For Node.js, there's a critical nuance: additional vCPUs only help if you use cluster mode. A single Node.js process uses exactly one CPU core. Moving from a 2 vCPU to an 8 vCPU machine gives you zero benefit without cluster mode — you're paying for 6 idle cores.

// Without cluster mode: 1 process, 1 CPU core used regardless of machine size
// With cluster mode: one process per core, all CPUs utilized

import cluster from 'cluster';
import { availableParallelism } from 'os';

if (cluster.isPrimary) {
  for (let i = 0; i < availableParallelism(); i++) cluster.fork();
  cluster.on('exit', () => cluster.fork()); // auto-restart on crash
} else {
  startServer(); // Each worker runs the full app
}

Vertical scaling is the right first choice when:

Your database is the bottleneck (more RAM = larger buffer pool = fewer disk reads)
You haven't implemented cluster mode yet (easy 4–8x throughput improvement first)
You need more memory per process for large working sets
Simplicity matters more than cost efficiency at your current scale

Horizontal scaling: more instances, smaller each

Horizontal scaling adds more instances of your application behind a load balancer, distributing traffic across all of them. The ceiling is theoretically unlimited — add more instances and you add more capacity linearly.

The prerequisite: your application must be stateless. Any request can hit any instance. If instance A holds state that instance B doesn't know about, requests will fail randomly.

Horizontal scaling is the right choice when:

You need high availability — multiple instances means a single instance failure doesn't cause downtime
Your traffic patterns require elastic capacity — scale out for daytime traffic spikes, scale in at night
You've hit the vertical ceiling for your use case
Cost efficiency at scale — many small instances are often cheaper per req/s than few large ones

Making your Node.js app stateless

This is the necessary prerequisite for horizontal scaling. Audit your application for these common statefulness issues:

// ✗ In-memory sessions — only instance A has this session
app.use(session({ store: new MemoryStore() }));

// ✓ Redis-backed sessions — any instance can read any session
app.use(session({ store: new RedisStore({ client: redis }) }));

// ✗ In-process rate limiting — users can bypass by hitting different instances
const counts = new Map<string, number>();

// ✓ Redis-backed rate limiting — shared state across all instances
const limiter = new Ratelimit({ redis, limiter: Ratelimit.slidingWindow(100, '1m') });

// ✗ File uploads saved to local disk — only available on that instance
app.post('/upload', upload.single('file'), (req, res) => {
  fs.writeFileSync('/tmp/uploads/' + req.file.originalname, req.file.buffer);
});

// ✓ Files in object storage — available to all instances
app.post('/upload', upload.single('file'), async (req, res) => {
  const url = await uploadToS3(req.file.buffer, req.file.originalname);
  res.json({ url });
});

// ✗ Scheduled job assuming single-process execution
cron.schedule('0 * * * *', () => sendHourlyDigests()); // Runs N times with N replicas

// ✓ Distributed lock prevents duplicate execution
cron.schedule('0 * * * *', async () => {
  const lock = await redis.set('cron:hourly-digest', '1', { NX: true, EX: 3600 });
  if (lock) await sendHourlyDigests(); // Only one instance wins the lock
});

The cost comparison

At lower scale, vertical scaling is almost always cheaper due to per-instance overhead (monitoring, logging agents, load balancer capacity units). At higher scale, horizontal scaling typically wins on cost per req/s because smaller instances have better price/performance ratios and unused capacity can scale in.

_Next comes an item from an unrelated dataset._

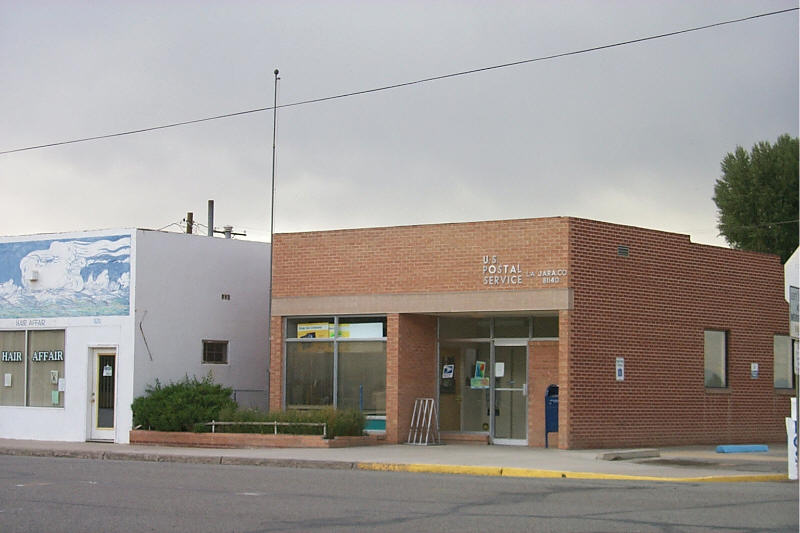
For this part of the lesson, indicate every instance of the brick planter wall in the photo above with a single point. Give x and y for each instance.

// Rough cost model (prices vary by provider):
// 1× 16 vCPU / 32GB instance:  $0.60/hr
// 4× 4 vCPU / 8GB instances:   $0.60/hr (same cost, better availability)
// 8× 2 vCPU / 4GB instances:   $0.48/hr (cheaper, easier to scale elastically)

The practical decision framework

Start with vertical scaling — If you haven't hit a ceiling, the simplest option is the right option.
Add cluster mode before upgrading instance size — Free throughput increase before paying for more hardware.
Move to horizontal before you need high availability — Running multiple instances means a single failure doesn't cause downtime. This is often the first reason to scale out, even before traffic requires it.
At 5+ instances, revisit instance size — Smaller instances with better auto-scaling policies often provide better cost/performance.